Votre commission n'a point tardé à se faire, mais j'ai tardé un peu à vous le faire savoir.
Je fis part il y a quelques jours de votre Lettre dans un petit comité où se trouva M. de Boissi et il me prévint lui même assés pour que je me fisse prier. J'avois aprouvé cette lettre, elle est familière et noble, et par conséquent également propre pour le Public comme pour un ami. Le trait sur l'amiral Bing est bien amené et ne déplaira pas ici je vous assure, c'est le ton qu'il falloit prendre.

On m'a fait part de nouveaux desseins pour la Henriade dans une belle Edition que Mrs Crammer méditent de faire in 4. dans deux ou trois ans. J'en ai été beaucoup plus content que de[s] desseins de le Moine, de Veughla et même de De Troyes. Ils sont de M. Gravelot, frère de M. Danvile, le Géographe qui est de l'Académie des belles Lettres, tous deux mes anciens camarades de collège et qui m'ont toujours témoigné beaucoup d'amitié. Ils ont toujours aussi été admirateurs et deffenseurs de vos ouvrages. Ils sont fort habiles gens l'un et l'autre, et ils peuvent vous être de quelque utilité. Ils sont d'ailleurs pleins de discrétion et d'honeur. Le dessinateur a deu vous écrire.

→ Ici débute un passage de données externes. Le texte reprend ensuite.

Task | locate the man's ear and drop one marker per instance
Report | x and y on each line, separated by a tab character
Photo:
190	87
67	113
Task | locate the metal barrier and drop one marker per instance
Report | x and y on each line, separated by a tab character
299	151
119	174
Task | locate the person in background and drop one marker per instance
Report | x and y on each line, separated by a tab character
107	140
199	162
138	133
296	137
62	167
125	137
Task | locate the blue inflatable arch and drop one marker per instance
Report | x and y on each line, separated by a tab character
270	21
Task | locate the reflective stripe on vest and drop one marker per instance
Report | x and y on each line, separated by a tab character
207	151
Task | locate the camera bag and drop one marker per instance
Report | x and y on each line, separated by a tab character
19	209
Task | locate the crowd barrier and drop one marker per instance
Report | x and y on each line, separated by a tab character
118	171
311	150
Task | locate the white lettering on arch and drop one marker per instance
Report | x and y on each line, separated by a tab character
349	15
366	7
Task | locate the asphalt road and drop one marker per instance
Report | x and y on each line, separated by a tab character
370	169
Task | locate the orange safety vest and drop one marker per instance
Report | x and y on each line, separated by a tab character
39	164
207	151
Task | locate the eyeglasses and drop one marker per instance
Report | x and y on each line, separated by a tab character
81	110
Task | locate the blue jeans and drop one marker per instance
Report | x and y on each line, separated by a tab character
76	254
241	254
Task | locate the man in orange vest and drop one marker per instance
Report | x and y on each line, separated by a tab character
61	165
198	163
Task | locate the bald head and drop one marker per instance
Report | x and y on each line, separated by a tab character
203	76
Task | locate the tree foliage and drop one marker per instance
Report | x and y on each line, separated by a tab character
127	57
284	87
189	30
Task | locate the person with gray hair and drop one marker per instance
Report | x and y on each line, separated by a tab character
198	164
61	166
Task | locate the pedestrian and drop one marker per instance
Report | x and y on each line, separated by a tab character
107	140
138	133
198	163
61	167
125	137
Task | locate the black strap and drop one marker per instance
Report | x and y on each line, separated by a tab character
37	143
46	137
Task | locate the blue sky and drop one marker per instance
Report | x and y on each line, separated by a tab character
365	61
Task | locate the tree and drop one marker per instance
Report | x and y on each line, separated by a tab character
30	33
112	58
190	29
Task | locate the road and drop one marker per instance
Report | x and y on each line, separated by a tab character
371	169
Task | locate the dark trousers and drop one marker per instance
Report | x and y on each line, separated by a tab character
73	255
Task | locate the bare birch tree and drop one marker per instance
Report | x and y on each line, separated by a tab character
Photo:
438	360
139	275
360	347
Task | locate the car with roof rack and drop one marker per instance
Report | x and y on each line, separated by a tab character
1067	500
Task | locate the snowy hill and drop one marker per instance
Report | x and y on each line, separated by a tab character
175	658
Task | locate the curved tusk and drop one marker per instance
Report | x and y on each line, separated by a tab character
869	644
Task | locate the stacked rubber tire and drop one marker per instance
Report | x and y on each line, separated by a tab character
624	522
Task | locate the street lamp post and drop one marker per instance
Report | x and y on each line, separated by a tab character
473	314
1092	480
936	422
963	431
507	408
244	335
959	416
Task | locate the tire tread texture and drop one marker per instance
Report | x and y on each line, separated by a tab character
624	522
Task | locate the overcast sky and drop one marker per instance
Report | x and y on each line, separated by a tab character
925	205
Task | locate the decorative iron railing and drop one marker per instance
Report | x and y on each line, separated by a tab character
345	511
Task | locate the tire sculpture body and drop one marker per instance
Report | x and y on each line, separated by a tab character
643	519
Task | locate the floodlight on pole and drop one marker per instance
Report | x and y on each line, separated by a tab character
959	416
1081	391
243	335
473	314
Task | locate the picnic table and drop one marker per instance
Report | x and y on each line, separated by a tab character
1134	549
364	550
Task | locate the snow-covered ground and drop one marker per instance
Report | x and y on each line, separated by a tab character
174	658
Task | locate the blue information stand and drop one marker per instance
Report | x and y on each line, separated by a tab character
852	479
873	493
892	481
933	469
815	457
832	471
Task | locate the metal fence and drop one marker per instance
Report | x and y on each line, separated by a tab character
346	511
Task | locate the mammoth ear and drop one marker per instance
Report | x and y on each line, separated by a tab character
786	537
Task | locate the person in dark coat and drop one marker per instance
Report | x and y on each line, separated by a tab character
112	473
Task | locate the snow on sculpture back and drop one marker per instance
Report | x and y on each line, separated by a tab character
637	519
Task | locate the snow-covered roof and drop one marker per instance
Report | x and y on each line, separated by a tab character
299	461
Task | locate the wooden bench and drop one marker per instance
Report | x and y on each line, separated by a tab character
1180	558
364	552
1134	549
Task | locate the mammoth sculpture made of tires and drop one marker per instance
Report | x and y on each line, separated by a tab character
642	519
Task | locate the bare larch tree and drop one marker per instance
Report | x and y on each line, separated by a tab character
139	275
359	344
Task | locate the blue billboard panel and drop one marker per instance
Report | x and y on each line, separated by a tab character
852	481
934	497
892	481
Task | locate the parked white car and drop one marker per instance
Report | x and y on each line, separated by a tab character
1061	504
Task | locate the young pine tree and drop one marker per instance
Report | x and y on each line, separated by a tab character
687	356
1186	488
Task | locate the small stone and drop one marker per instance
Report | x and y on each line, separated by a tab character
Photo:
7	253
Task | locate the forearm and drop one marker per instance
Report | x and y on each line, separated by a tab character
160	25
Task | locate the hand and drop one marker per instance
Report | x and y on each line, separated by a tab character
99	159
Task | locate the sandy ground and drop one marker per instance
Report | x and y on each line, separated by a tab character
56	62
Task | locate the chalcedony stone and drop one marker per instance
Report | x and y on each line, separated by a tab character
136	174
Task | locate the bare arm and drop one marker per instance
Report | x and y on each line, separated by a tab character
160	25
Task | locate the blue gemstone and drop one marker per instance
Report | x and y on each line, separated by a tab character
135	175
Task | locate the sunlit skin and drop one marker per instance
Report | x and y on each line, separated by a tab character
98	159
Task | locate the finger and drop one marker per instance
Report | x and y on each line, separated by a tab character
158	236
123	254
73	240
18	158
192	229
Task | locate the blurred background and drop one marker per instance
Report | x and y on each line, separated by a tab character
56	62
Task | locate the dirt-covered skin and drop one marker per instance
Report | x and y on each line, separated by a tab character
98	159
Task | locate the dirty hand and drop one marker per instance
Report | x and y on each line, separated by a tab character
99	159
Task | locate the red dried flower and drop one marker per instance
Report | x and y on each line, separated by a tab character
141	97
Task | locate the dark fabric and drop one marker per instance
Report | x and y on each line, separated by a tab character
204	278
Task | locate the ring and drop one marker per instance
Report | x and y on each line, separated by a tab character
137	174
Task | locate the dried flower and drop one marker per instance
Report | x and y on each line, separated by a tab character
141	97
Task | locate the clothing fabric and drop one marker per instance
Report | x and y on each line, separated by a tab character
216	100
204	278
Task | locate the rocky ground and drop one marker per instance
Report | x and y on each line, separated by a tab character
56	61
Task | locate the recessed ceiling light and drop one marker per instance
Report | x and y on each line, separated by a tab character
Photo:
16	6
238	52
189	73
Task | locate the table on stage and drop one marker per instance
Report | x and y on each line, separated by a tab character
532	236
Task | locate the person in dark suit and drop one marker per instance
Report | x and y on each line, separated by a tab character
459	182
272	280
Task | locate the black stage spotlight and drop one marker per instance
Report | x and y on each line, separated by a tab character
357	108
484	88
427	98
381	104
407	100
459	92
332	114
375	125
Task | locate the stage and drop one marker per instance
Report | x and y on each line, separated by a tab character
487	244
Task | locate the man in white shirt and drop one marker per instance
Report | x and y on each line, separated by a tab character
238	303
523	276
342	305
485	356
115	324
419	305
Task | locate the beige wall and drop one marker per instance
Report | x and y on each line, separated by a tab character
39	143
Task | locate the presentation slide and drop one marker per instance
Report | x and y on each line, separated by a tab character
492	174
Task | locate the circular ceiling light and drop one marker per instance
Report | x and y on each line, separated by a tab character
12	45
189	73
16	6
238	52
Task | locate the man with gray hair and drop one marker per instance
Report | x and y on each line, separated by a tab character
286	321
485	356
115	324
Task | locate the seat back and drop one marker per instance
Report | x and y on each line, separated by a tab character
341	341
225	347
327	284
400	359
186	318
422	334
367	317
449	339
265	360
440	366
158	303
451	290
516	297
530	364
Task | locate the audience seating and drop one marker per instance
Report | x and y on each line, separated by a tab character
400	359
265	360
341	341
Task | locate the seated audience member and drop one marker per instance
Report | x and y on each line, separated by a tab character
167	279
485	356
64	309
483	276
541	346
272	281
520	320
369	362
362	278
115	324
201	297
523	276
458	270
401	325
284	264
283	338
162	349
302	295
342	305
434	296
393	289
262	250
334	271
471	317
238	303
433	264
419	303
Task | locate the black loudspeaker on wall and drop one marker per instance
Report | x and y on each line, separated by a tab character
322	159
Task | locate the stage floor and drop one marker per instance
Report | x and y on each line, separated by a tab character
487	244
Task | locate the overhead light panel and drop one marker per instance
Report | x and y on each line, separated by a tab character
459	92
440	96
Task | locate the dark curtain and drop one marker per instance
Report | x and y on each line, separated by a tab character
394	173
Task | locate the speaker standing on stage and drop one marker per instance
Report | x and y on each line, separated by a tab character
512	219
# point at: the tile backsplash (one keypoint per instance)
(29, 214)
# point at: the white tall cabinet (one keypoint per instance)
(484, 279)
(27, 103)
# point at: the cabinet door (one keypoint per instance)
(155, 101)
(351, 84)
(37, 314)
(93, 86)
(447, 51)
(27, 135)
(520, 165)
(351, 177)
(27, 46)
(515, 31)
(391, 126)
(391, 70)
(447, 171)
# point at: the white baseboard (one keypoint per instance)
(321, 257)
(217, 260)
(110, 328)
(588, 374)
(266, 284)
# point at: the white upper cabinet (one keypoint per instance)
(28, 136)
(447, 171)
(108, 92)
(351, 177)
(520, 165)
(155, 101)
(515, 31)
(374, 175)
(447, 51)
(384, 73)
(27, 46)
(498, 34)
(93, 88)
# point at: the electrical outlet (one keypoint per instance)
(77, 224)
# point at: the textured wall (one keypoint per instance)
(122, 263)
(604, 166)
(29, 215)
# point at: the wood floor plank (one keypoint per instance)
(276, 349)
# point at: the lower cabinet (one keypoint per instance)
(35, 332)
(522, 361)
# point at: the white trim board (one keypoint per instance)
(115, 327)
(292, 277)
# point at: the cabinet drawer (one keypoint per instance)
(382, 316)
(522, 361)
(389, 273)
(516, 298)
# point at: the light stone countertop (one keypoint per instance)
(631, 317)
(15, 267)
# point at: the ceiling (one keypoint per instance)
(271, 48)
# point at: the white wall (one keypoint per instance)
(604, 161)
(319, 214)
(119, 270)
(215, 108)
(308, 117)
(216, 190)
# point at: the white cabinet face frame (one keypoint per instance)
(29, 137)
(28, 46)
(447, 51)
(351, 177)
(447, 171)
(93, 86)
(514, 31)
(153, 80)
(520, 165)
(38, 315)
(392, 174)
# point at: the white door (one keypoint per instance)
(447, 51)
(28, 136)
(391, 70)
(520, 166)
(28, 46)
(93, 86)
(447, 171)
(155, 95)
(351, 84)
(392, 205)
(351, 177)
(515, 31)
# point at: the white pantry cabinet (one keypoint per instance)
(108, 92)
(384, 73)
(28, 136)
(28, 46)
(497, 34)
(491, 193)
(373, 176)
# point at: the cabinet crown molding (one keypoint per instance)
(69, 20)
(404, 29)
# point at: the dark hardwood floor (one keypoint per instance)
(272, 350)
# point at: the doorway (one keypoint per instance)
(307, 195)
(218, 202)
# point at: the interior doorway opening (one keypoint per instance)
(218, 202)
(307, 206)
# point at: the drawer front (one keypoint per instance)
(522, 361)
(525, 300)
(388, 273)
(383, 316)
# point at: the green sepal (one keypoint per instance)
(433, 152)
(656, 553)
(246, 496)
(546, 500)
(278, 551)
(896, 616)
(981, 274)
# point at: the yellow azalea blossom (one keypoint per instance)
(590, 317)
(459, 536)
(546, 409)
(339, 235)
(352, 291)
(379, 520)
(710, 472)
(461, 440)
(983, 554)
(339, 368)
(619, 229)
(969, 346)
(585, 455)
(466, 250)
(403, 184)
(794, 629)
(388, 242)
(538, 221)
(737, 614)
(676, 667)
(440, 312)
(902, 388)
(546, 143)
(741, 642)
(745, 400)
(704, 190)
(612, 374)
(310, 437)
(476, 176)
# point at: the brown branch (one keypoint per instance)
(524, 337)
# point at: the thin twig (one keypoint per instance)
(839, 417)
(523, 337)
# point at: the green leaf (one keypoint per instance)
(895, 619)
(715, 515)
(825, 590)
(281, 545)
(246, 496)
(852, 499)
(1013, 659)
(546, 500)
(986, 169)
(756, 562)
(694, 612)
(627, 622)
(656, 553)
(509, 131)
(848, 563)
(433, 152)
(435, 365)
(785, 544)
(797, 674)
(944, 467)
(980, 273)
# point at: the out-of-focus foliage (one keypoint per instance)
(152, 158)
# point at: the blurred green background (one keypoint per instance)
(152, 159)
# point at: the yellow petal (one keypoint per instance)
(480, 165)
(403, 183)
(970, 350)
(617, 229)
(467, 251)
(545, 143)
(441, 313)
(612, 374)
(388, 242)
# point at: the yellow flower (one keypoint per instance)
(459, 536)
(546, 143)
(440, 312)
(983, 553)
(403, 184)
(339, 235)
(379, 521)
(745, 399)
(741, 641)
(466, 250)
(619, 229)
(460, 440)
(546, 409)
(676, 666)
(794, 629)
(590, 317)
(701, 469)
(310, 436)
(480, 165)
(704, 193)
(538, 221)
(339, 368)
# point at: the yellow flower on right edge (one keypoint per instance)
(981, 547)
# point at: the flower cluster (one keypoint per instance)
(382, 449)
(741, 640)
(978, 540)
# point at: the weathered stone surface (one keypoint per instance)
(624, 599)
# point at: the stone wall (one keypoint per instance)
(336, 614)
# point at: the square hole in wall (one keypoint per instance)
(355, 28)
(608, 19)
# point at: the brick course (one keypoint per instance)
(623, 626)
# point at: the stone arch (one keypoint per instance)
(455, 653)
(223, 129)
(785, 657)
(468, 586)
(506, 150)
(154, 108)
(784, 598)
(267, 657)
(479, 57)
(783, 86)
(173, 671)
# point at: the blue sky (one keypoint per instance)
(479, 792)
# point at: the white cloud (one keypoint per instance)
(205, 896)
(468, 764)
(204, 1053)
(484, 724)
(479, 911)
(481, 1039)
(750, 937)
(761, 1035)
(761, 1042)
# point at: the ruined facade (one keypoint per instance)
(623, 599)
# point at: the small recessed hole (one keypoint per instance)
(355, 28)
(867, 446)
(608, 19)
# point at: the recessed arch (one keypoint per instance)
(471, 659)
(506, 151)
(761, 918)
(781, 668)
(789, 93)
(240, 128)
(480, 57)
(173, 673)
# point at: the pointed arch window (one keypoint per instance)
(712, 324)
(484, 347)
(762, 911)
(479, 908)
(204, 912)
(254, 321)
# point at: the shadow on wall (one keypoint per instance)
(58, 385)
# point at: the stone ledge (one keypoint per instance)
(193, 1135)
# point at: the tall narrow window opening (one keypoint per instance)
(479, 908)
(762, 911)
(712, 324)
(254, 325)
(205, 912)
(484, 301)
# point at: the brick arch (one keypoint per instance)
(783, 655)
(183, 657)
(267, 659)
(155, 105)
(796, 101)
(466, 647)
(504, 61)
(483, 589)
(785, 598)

Le commentaire qu'a fait M. l'abé Trublet sur l'article de M. de Fontenelle dans les hommes illustres du siècle de Louis 14 est une preuve de l'impartialité de tous les jugements que vous en avés portés. Il y a pourtant certains hommes illustres qu'on se plaint que vous ne distingués pas assés ny selon leur Génie ny selon leurs travaux. Tels sont les P. Petau et Sirmond, Dom Mabillon et Ducange, dont vous faites croire que vous ne connoissés pas assés les ouvrages. Ils sont des hommes aussi extraordinaires sur la terre que tous les grands hommes des autres genres. Il n'y a personne qui en lisant les belles préfaces des Glossaires de Du Cange ne le regarde comme un Philosophe et un homme de Génie. Vous les traités trop légérement.

Vous aurés été content du beau discours de M. Seguier l'avocat général. Il y a beaucoup de finesse d'esprit et d'élévation. Il fait honeur au nom qu'il porte. Son stile n'a rien de maniéré, enfin c'est de la grande et belle éloquence. Ce discours est un cattivo vicino pour M. de Nivernois qui noye ou entortille toutes ses idées comme si on le faisoit exprès.

La Comédie de M. Diderot est si fort déchirée malgré tous ses applaudissemens dans les bureaux d'esprit qu'ils ont abandonné le dessein et les démarches qu'ils ont fait pour la faire représenter. Les éloges qu'il vous donne avec justice dans sa Poétique ne vous la feront pas aprouver. Il ne connoit ni le Théâtre, ni le stile de la Comédie.

Je reviens de la campagne et j'y retourne. Que n'est il aussi facile d'aller aux Délices! Je vous embrasse bien de tout mon cœur.